The conclusion of the chapter is not less unusual. We stand behind the scenes and witness the admission of the candidate to priesthood. Word by word we hear his confession and examination. We hear his inner thoughts expressed, his avowal of belief; and with him we receive the blessing: ‘ego te absolvo

in nomine patris et filii et spiritus sancti. Amen. Go in peace and pray for me.’ The preliminaries are passed through without hitch, and the novice is to say his first mass in the private chapel, with the Bishop as his assistant and the Cardinal to serve him. After storm, this is indeed calm and peace for the man of wrongs.

 

*

 

The scene shifts abruptly to Rome, where the Papal Conclave is sitting to select a Pope. Here, too, we have a description which, though not unique, is rare in English literature. The method of procedure is carefully described, Scrutiny by Scrutiny; the Cardinals taking part are named, and the voting given. Unacquainted though I was with modern religious history, I guessed as I read, rightly, that many of the skilfully-sketched figures were portraits of real men.
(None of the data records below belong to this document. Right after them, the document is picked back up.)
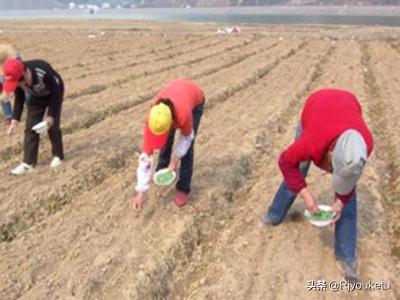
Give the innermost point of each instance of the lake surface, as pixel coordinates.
(386, 16)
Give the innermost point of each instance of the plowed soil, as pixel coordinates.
(71, 233)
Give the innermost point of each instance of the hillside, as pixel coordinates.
(33, 4)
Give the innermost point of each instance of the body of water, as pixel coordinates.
(385, 16)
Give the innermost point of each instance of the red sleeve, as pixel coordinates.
(146, 148)
(289, 162)
(346, 198)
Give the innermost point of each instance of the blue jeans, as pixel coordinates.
(345, 227)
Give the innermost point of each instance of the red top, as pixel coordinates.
(326, 115)
(185, 95)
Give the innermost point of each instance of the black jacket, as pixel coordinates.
(47, 89)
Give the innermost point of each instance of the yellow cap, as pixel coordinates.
(160, 119)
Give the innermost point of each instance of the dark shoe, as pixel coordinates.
(349, 271)
(181, 198)
(265, 221)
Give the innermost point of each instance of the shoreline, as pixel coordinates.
(310, 15)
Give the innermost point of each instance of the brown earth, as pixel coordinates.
(71, 233)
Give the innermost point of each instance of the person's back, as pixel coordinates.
(326, 115)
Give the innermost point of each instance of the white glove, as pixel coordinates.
(183, 144)
(143, 172)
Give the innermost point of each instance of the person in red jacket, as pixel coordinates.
(179, 105)
(333, 135)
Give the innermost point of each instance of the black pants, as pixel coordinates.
(186, 168)
(35, 115)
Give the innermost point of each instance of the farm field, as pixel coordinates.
(71, 233)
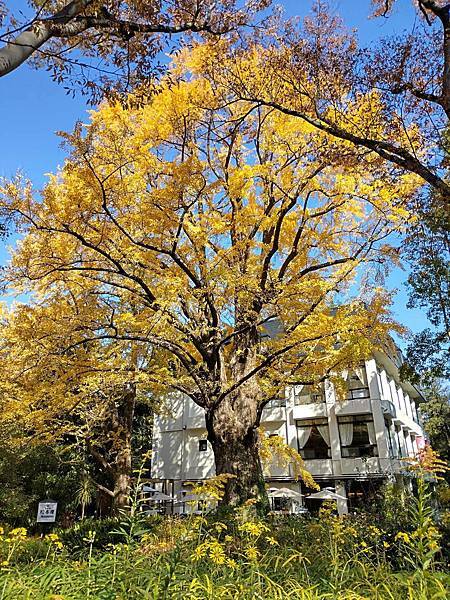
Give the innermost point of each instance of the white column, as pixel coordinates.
(291, 429)
(377, 413)
(342, 505)
(335, 443)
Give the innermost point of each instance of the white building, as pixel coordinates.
(351, 445)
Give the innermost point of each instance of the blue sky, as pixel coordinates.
(34, 108)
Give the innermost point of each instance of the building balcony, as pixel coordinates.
(310, 411)
(388, 408)
(360, 466)
(199, 471)
(405, 421)
(357, 406)
(195, 422)
(319, 467)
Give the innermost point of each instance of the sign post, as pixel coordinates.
(46, 512)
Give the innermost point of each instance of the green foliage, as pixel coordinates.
(436, 413)
(32, 474)
(237, 557)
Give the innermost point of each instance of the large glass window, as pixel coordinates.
(357, 384)
(309, 394)
(393, 452)
(357, 434)
(313, 438)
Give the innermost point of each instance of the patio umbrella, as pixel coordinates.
(326, 495)
(160, 496)
(286, 493)
(188, 498)
(148, 488)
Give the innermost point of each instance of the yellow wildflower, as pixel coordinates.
(404, 537)
(252, 553)
(219, 527)
(199, 552)
(216, 553)
(272, 541)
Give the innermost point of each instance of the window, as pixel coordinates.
(357, 434)
(309, 394)
(393, 453)
(276, 403)
(313, 439)
(357, 384)
(400, 443)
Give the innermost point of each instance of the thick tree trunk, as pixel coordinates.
(122, 477)
(233, 434)
(122, 466)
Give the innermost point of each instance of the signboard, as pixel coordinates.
(47, 511)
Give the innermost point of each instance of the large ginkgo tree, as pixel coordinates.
(231, 238)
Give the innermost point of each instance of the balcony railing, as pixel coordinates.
(366, 450)
(276, 403)
(309, 399)
(358, 393)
After many vain attempts, there is still a deadlock: no member of the Sacred College can secure the necessary majority. The Way of Scrutiny having failed, the Way of Compromise is adopted: nine Cardinals are chosen by lot as compromissaries and invested with ‘absolute power and faculty to make provision of a pastor for the Holy Roman Church’. Still they are confronted by a clash of interests which prevents decision; still no certainty is felt of the suitability of any of the remaining Cardinals (the nine compromissaries have relinquished their own chances by accepting office). Providence intervenes. Struck by Rose’s likeness to one of the compromissaries, the English Cardinal tells the story of his amazing persistence in his vocation despite the hardships and trials of twenty years. The story makes a deep impression: far deeper than its narrator anticipates. Rose seems, to those who hear the tale of his tribulations and steadfastness, more than mortal clay. ‘You owe it to that man to propose him for the Paparchy,’ says one of the listeners; and so it comes about that he who was for so long rejected is taken to be the corner stone: George Arthur Rose is chosen as Pope.

There may seem, in this summary, to be more improbability in that turn of the story than there is as Rolfe presents it. He handles the problem of making anything so unlikely seem probable with skill. When Rose, attending the Cardinal in Rome, not knowing what is in store for him, learns with amazement that the choice has fallen on him, the reader also is agreeably astonished; for though he has been shown the breakdown of the Way of Scrutiny, and the necessity of Compromise, the secret of the selection is kept from him – as it is from Rose, until, in the Sistine Chapel, he hears an intense voice from the gloom reciting (in Latin) the question: ‘Reverend Lord, the Sacred College has elected thee to be the successor of St Peter. Wilt thou accept pontificality?’